3.Nuclear scan shows reduced vascular phase, decreased or disappeared parenchymal phase, and “fried ring sign”.
(IV) Differential diagnosis
1.Acute epididymitis: color Doppler testicular comparative examination on both sides, such as the loss of arterial blood supply of the affected testicle is generally testicular torsion. In contrast, if it is epididymitis, the testis and epididymis on the side of the lesion are rich in blood flow. Epididymitis raises the reflex to exist, while testicular torsion raises the testicular reflex to weaken or disappear.
2. Testicular adnexal torsion: In the early stage, if the scrotum of the child is not obviously red or swollen, a small painful nodule may be felt on the testicle, and a dark blue spot is visible through the scrotal skin. The spermatic cord is usually not swollen and there is no pressure pain in the groin area.
Treatment
1. Surgical exploration shows that there is often bloody exudate in the sphincter. The testis, epididymis and the junction of the spermatic cord are twisted and thin. According to the time of torsion and the degree of ischemia, the testis is light red, pale white, blue or black. Almost all testes were preserved within 2 h of onset, and almost all testes were necrotic after 24 h. After torsion and repositioning, the blood supply to the testis can be observed by applying warm saline for a few minutes, and at the same time, several small holes can be punctured on the side of the testis to the epididymis with the tip of a needle to remove the blood to facilitate the recovery of the blood supply and to check the blood supply to the testis. In case of adnexal torsion, resection is feasible.

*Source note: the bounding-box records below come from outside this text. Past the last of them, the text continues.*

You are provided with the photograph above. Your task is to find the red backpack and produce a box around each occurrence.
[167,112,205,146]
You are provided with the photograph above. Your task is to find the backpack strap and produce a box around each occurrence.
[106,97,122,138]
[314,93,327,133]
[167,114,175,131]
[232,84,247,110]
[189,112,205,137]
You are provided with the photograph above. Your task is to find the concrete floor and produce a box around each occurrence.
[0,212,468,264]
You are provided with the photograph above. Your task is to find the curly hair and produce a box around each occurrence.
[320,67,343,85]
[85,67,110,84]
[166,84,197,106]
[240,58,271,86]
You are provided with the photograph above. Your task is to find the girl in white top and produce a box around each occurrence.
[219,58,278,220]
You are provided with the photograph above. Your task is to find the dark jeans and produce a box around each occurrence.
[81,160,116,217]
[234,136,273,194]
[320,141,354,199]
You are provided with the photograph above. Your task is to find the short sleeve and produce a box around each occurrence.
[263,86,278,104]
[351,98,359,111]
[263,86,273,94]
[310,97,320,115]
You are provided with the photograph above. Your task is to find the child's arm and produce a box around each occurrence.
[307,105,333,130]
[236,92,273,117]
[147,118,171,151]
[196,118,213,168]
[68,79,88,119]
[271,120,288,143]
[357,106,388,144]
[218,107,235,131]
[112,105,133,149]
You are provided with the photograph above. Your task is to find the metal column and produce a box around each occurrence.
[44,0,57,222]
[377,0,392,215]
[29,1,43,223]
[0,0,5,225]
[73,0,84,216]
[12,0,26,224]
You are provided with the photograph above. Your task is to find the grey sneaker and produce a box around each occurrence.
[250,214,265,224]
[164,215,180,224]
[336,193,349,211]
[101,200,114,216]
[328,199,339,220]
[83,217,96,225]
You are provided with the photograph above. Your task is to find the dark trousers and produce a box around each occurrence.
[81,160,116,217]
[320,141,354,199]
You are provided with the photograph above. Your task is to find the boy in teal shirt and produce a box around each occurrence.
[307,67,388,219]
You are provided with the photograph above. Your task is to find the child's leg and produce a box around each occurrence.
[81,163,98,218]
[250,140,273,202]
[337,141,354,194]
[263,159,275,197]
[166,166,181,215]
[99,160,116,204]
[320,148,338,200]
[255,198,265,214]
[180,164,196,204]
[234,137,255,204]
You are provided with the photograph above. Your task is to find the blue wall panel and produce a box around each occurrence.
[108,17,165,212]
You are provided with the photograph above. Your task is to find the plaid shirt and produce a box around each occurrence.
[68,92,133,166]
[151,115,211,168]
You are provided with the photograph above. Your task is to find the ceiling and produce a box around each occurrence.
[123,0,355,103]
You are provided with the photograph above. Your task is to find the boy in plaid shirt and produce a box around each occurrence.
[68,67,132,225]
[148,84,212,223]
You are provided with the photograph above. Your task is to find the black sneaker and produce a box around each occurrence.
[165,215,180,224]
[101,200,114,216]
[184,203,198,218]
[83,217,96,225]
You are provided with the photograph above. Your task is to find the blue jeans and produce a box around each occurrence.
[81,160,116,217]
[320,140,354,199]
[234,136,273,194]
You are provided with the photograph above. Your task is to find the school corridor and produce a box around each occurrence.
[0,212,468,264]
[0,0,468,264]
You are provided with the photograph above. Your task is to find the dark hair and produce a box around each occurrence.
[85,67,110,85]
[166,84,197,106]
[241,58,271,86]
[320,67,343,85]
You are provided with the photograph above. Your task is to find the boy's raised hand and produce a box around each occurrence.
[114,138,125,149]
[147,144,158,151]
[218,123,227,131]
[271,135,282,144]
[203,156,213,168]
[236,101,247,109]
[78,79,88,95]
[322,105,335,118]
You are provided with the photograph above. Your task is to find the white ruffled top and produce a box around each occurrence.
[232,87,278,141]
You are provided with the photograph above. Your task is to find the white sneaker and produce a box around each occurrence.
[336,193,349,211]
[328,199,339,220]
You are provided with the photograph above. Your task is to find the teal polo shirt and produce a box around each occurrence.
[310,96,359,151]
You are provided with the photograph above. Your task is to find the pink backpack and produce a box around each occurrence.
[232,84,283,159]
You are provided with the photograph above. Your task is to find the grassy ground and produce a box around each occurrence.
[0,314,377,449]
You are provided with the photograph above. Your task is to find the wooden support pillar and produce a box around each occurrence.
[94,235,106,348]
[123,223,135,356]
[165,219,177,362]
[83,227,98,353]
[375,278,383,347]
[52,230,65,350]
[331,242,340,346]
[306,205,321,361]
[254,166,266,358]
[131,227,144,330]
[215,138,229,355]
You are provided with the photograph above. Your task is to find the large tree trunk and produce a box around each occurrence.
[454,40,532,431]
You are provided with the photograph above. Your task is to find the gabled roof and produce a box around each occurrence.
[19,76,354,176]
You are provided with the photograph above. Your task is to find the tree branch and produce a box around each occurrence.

2.Testicular fixation If the blood supply to the testis is good, testicular fixation is feasible.
3.Orchiectomy If the testicle is black, it is confirmed that the testicle is ischemic and necrotic, orchiectomy should be performed.
Prevent]
The ischemic necrosis after testicular torsion is related to the onset time of testicular torsion and the degree of torsion, almost all testicles within 2h can be preserved, and almost all testicles after 24h are necrotic. If the testis is torsioned 90 degrees, the testis is necrotic only after 7 days, and if the testis is torsioned 720 degrees, testicular infarction occurs in 2 hours. Therefore, once testicular torsion is suspected, surgical exploration should be actively performed.